The 1907–08 Army Cadets men's basketball team represented United States Military Academy during the 1907–08 college men's basketball season. The head coach was Joseph Stilwell, coaching his third season with the Cadets. The team captain was Harvey Higley.

==Schedule==

| Date time, TV | Opponent | Result | Record | Site city, state |
|  | Manhattan | W 61–16 | 1–0 | West Point, NY |
| 12/14/1907 | New York University | L 20–23 | 1–1 | West Point, NY |
|  | Pennsylvania | L 21–22 | 1–2 | West Point, NY |
|  | Trinity | W 33–14 | 2–2 | West Point, NY |
|  | Pratt Institute | W 27–14 | 3–2 | West Point, NY |
|  | Colgate | W 51–22 | 4–2 | West Point, NY |
|  | Wesleyan | W 27–26 | 5–2 | West Point, NY |
|  | Mass. Inst.
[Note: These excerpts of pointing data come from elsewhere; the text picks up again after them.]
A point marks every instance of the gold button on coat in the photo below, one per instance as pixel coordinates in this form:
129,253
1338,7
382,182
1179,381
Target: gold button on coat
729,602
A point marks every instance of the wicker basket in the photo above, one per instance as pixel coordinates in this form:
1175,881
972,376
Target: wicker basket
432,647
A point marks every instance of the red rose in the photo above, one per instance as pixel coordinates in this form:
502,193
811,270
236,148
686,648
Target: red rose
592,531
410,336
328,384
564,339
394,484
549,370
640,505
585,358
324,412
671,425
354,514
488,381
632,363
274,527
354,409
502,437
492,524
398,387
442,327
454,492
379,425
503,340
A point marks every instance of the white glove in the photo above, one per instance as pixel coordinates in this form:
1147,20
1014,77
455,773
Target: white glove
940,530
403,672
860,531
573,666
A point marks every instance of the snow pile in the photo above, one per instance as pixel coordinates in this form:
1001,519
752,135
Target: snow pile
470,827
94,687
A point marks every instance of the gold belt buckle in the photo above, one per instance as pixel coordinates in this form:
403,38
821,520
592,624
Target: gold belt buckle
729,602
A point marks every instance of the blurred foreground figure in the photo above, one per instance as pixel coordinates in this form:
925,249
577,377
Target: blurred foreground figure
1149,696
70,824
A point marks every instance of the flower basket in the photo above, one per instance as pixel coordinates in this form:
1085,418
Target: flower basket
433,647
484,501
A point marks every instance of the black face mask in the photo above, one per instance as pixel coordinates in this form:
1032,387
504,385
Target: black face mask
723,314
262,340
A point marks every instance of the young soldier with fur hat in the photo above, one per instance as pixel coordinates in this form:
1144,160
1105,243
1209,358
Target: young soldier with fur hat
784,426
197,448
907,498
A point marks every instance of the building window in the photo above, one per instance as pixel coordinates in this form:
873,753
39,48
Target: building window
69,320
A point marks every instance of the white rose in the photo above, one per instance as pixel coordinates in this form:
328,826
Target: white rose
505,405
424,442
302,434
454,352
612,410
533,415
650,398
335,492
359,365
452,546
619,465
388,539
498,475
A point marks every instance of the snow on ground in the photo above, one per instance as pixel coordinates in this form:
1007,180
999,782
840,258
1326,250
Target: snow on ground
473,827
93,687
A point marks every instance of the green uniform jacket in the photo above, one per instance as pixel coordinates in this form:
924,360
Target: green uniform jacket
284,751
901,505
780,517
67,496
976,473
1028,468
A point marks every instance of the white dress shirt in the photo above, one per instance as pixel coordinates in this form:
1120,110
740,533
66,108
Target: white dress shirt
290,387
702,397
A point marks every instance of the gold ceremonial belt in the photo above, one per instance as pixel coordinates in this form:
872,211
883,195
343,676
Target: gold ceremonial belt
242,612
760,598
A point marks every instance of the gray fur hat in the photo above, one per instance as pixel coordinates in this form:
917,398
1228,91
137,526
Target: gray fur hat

Tech. | W 39–21 | 6–2 | West Point, NY |
|  | Princeton | L 32–40 | 6–3 | West Point, NY |
|  | Columbia | W 26–16 | 7–3 | West Point, NY |
|  | Fordham | W 20–18 | 9–2 | West Point, NY |
|  | Harvard | W 36–12 | 9–3 | West Point, NY |
*Non-conference game. (#) Tournament seedings in parentheses.